# Bear Tooth Woods Circuit Board Kit Group Buy Sign up...



## Timbo (May 14, 2012)

I am starting another small group buy through Bear Tooth Woods (BTW). I’m limiting the membership to first 10 members who post an interest.  The only kits included in the buy are the Sierra Vista Circuit Board series. 

First, let me address the folks who may be wondering…why such a limited buy? The primary reason is time…or lack thereof. Having completed another group buy, which was also small by past standards, I’m very aware of the time it takes to pull one of these off. 

This group buy is focused on getting the maximum quantity discount possible for the Sierra Vista Circuit Board pen kit style. By purchasing a total of at least 31 kits, the price will drop by 25-30% depending on the finish. This buy is open to the first 10 respondents to this thread who can commit to purchasing a minimum of 5 kits and are willing to work with restrictions and rules that follow. 

I need to get this order in as quickly as possible, so you must be willing to act quickly.

I will only leave this open for signup for 3 days, or until 10 members have signed up…whichever occurs first. Once we reach this point I will want to move as quickly as possible to get the order placed. 

In order to participate you must:
Be committed to buy at least five kits minimum.
Be committed to complete the spreadsheet as quickly as possible,after I confirm your participation via PM
Be committed to post your PayPal payment as quickly as possible after I verify your totals.

I would encourage you to stock up for the season to take full advantage of your shipping costs. Also, I don't know when I might run another GB for these kits.

When I confirm your participation I will also send you my email address and PayPal info. 

After closing the signup, I will go forward with the buy as long as there is a commitment for 31 kits, even if we have less than 10 members signed up. 
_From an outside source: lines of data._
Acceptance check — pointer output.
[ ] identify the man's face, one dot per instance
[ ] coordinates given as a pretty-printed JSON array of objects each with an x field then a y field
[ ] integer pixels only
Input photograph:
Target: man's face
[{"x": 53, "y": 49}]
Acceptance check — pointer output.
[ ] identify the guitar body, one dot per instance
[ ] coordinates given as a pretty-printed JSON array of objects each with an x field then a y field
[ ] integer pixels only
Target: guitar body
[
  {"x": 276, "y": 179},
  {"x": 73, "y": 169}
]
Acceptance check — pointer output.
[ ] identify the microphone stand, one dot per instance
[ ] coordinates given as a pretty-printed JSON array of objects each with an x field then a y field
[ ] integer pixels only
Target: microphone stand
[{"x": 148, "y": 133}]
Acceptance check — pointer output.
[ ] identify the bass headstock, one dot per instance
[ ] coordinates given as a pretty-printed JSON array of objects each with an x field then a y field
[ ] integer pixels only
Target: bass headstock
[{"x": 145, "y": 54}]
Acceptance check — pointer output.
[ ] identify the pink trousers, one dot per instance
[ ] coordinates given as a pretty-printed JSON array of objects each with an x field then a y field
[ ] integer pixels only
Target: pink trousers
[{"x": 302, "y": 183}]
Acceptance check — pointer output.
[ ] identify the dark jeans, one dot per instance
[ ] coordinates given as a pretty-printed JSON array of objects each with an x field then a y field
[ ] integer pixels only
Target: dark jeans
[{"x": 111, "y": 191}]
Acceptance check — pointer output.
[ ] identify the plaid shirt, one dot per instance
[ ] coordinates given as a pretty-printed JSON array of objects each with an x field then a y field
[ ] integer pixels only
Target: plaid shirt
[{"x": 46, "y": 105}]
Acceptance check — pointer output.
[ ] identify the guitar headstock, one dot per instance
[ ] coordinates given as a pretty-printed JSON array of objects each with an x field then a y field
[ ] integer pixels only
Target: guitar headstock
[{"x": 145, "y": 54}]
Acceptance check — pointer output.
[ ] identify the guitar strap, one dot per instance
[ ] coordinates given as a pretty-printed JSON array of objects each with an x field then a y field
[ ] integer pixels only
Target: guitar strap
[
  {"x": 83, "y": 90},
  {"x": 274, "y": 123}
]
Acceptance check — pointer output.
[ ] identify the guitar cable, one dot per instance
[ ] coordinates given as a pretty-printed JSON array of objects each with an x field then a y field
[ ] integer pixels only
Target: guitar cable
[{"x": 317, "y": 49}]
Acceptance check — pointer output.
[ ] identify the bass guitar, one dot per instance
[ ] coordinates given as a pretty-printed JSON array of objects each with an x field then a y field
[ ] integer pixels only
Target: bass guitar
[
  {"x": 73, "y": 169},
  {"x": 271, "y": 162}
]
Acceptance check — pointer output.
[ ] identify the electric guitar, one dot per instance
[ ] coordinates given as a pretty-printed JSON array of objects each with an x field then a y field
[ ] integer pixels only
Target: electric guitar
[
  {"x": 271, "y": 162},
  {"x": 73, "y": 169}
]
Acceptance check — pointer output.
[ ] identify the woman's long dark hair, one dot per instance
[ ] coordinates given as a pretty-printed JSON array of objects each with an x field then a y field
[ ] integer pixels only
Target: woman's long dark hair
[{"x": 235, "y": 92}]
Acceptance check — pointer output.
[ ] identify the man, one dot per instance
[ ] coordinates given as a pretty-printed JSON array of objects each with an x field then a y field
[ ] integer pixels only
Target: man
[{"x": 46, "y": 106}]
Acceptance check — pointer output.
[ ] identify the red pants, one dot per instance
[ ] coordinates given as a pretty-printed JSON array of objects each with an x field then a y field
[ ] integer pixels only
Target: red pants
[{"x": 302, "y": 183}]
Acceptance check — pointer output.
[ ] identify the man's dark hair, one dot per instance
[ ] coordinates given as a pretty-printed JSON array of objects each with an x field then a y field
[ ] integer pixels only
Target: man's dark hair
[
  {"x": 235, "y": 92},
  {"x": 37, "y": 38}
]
PAYPAL only....I will be placing the order NO later than Friday, May 18. Must have PayPal funded by Thursday, May 17, noon Eastern US. If you have not made the PP payment by that time I will drop you from the buy. We are all big boys and girls here and I should not have to remind anyone to send the PP payment. Please don't sign up then not follow through, not only does it knock someone else out of a chance to participate, but it lessens the chance of those who do participate of getting the best discount.


SHIPPING:
Will be defaulted to $11.35 via USPS Priority Flat rate medium box. If I think your order will fit in the small flatrate priority box, shipping will be adjusted to $5.35. If I charge for a medium flatrate box, and find that I can use a small flatrate box, I will refund you the difference. If I charge for a small flatrate box, and find that I need to use a medium flatrate box, you will need to send me the difference. 


PAYPAL FEES:
PayPal fees will be $.31 + 3% of product & shipping total.
Shipping and Packing Materials:
I will add a 2% fee for shipping & insurance from BTW to me, as well as  packaging materials.

PAYMENT
The spreadsheet will automatically calculate your totals. Don't send payment until I verify your totals and make any necessary adjustments. I will instruct you when to send your payment. Make sure the email you provide to me is one that you check regularly. I will not place the order until I have everyone’s payment. 

BACKORDERS:
NO Backorders. See that little dot, it's a period. Out of stock items will be refunded.

INSURANCE:
I do not require that you pay for Insurance. But I also will not be responsible for what happens to your order after it leaves my control. The domestic insurance charges are below. Shipping cost is not included when calculating insurance costs.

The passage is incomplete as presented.